Neben Aachen gelten vor allem Dortmund und der Raum Rhein-Sieg als so genannte Hot Spots mit stärkerer Gewaltbereitschaft rechter Vereinigungen und Gruppen. Seit zwei, drei Jahren registrieren Verfassungsschützer und Forscher aber auch in Wuppertal eine wachsende Szene. "Die Hot Spots können sich relativ schnell entwickeln, weil sich Aufsteiger in der Szene profilieren wollen. Dann gibt es in einem bislang unauffälligen Ort plötzlich Demos und Zeichen von Gewalt", analysiert der Düsseldorfer Experte für Neonazismus Professor Fabian Virchow.

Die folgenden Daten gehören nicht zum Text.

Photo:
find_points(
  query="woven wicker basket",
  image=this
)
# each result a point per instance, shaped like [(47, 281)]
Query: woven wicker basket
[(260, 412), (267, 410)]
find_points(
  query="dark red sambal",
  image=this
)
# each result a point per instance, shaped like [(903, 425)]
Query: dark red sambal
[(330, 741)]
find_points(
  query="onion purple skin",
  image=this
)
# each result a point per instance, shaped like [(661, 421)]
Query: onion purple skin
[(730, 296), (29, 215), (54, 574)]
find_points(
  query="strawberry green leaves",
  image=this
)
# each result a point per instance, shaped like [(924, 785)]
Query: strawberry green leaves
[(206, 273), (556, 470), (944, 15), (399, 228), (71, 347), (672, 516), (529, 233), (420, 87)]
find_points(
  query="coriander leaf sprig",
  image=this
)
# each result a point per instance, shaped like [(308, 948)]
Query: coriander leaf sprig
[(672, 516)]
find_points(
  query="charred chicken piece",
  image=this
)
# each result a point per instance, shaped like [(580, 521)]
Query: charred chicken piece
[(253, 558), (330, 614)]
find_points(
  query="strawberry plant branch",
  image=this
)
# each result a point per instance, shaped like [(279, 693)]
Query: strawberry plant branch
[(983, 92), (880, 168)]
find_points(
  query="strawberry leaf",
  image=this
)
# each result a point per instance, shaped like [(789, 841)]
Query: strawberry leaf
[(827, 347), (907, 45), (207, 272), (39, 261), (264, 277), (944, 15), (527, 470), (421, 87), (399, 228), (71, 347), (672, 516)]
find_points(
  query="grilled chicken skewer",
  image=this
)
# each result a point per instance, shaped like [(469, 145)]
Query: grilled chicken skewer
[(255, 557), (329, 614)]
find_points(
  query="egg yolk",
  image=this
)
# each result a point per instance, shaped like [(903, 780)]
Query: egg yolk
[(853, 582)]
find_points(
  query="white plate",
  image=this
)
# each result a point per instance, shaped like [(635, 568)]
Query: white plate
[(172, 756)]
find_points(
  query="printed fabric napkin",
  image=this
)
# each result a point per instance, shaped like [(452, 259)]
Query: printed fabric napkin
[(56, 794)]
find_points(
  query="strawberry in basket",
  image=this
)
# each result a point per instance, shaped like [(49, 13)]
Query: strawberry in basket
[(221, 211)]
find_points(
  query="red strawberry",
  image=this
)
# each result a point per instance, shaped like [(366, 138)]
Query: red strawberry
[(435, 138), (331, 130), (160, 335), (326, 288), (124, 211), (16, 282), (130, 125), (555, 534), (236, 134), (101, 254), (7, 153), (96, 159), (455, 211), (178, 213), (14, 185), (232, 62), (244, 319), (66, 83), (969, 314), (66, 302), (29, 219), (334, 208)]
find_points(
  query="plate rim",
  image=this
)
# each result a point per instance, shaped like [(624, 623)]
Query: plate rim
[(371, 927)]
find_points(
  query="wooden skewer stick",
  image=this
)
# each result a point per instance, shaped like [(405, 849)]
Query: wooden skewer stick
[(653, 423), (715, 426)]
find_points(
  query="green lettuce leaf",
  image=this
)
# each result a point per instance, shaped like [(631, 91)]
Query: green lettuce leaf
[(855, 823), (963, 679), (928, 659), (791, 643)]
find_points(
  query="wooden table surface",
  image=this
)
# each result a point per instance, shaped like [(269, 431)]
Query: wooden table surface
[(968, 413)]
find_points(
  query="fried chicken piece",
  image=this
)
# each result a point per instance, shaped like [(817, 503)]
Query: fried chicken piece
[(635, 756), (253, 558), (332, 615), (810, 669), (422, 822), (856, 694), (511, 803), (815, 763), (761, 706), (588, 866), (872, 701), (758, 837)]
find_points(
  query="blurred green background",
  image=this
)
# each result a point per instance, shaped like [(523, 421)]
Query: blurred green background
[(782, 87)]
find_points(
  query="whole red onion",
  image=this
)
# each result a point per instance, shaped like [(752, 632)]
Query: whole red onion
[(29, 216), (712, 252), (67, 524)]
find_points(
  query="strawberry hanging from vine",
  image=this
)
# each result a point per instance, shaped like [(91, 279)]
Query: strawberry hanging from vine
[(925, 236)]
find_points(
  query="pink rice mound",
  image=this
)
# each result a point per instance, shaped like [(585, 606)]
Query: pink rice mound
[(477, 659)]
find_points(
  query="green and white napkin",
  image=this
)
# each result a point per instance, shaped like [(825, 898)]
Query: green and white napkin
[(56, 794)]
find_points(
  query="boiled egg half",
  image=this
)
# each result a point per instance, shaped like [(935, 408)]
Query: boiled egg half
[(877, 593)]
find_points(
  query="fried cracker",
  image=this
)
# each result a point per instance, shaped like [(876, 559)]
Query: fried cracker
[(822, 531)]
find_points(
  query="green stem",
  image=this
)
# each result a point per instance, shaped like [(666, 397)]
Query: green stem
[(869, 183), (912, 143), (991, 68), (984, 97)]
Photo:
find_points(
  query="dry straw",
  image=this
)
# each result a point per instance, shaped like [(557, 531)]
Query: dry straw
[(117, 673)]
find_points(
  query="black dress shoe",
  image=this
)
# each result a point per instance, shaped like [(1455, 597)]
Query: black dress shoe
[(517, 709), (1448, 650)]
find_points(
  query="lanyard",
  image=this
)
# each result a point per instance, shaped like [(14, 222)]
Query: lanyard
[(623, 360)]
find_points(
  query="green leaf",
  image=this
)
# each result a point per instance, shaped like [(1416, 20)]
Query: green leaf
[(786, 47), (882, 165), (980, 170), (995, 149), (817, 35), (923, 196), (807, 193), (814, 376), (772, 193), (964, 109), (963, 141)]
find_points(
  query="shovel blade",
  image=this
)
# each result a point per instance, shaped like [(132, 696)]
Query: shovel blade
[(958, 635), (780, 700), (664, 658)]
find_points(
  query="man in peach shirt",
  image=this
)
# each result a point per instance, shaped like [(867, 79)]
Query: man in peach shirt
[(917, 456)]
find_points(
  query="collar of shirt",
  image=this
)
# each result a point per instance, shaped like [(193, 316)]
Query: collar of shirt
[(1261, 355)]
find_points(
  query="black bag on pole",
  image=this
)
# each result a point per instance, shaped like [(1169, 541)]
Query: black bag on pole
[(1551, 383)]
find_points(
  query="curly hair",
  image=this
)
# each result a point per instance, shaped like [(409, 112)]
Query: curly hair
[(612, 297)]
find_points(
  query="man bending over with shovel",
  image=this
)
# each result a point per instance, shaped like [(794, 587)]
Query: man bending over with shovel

Teilnehmer einer Neonazi-Demonstration

Teilnehmer einer Neonazi-Demonstration

Spontane Überfälle auf Andersdenkende

In der Szene wegen ihres Dress-Codes umstritten sind die sogenannten Autonomen Nationalisten, die optisch kaum noch von linken Aktivisten unterscheidbar sind: Beide Gruppen tragen schwarze Kapuzenpullis, Halstücher und Sonnenbrillen. Zum Feindbild zählen laut Verfassungsschutzbericht 2010 unter anderem der Kapitalismus, die Globalisierung und der Staat. Bei dieser Form des Rechtsextremismus, die es in NRW vor allem in Dortmund gibt, stellen Experten ein wachsendes Aggressionspotenzial gegenüber der Polizei fest. Wie viele Anhänger die "Autonomen Nationalisten" in NRW haben, ist unklar. Im Verfassungsschutzbericht heißt es lediglich: "Auffallend in diesem Phänomenbereich sind der hohe Anteil von Personen im Alter zwischen 16 und 23 Jahren sowie eine hohe Fluktuation innerhalb des Personenpotenzials."

Kundgebung von Rechtsextremen in Dortmund

Dortmund ist eine der Hochburgen der rechten Szene

Die meisten der als "freie Kameradschaften" lose organisierten Gruppen lehnen die spontanen Einzelaktionen der "Autonomen Nationalisten" weitgehend ab. Die Kameradschaften betrachten sich laut Verfassungsschutzbericht selbst als einen "nationalen Widerstand" in autonom existierenden Gruppen. Sie gruppieren sich um eine Führerpersönlichkeit und sind vor allem in den 1990er Jahren nach einer ersten Verbotswelle rechter Vereinigungen entstanden. Dabei fehlt eine nach außen klar erkennbare Organisation. Stattdessen beteiligen sich die Mitglieder zum Beispiel in Dortmund oder Bielefeld an spontanen Überfällen auf Andersdenkende oder Ausländer.

Fackelzug mit weißen Masken

In Düsseldorf zeigte sich in der vergangenen Woche (08.11.2011) eine neue Form der rechten Pose, eine Art Flashmob: Mit Fackeln und weißen Masken zogen knapp 70 Menschen nachts durch den noblen Stadtteil Kaiserswerth. Bevor die Polizei eintraf, war der Spuk auch schon wieder vorbei. "Wir wussten im Vorfeld nichts von der Aktion und konnten vor Ort auch nichts mehr feststellen", sagt Polizeisprecher Andreas Czogalla. Statt auf laute Nazi-Parolen und Plakate setze die Bewegung "Die Unsterblichen" mit Wurzeln in Ostdeutschland auf einen fragwürdigen Event-Charakter.

Dabei inszeniert sich die Bewegung im Internet als "junge Deutsche", die "auf das Schandwerk der Demokraten aufmerksam" machen. Die Selbstdarstellung zieht sogar eine Parallele zur Bürgerbewegung in der DDR. Es gehe den "Unsterblichen" um Massenproteste. Um junge Menschen zum Mitmachen zu bewegen, gibt es auch klare Anleitungen, wie man einer Verfolgung durch die Polizei entgehen kann.

Starke Zersplitterung

Was die Vernetzung der Rechten in NRW mit ihren Gesinnungsgenossen bundesweit betrifft, unterscheidet der Soziologe Virchow nach Führungsrang. Hochrangige Funktionäre seien sehr gut vernetzt, auch international. Grundsätzlich gebe es aber eine starke Zersplitterung in einzelne Lager, wie sie auch das Innenministerium beobachtet. Lediglich größere Kundgebungen wie in Dortmund oder Stolberg könnten ein Gemeinschaftsgefühl der Szene schaffen. In Wuppertal wurde gerade erst eine solche Veranstaltung am Jahrestag der Reichspogromnacht am 9. November verboten.

Neben den offen gewaltbereiten rechten Gruppen existieren in NRW auch stärker angepasste Strömungen: Als rechtspopulistisch gilt dabei die Vereinigung "Pro Köln", die mit islamfeindlichen Parolen auf sich aufmerksam macht. Ihr landesweiter Ableger heißt "Pro NRW". Der Verfassungsschutzbericht listet zudem auch Aktivitäten der etablierten Parteien am rechten Rand wie NPD und die inzwischen aufgelöste DVU auf.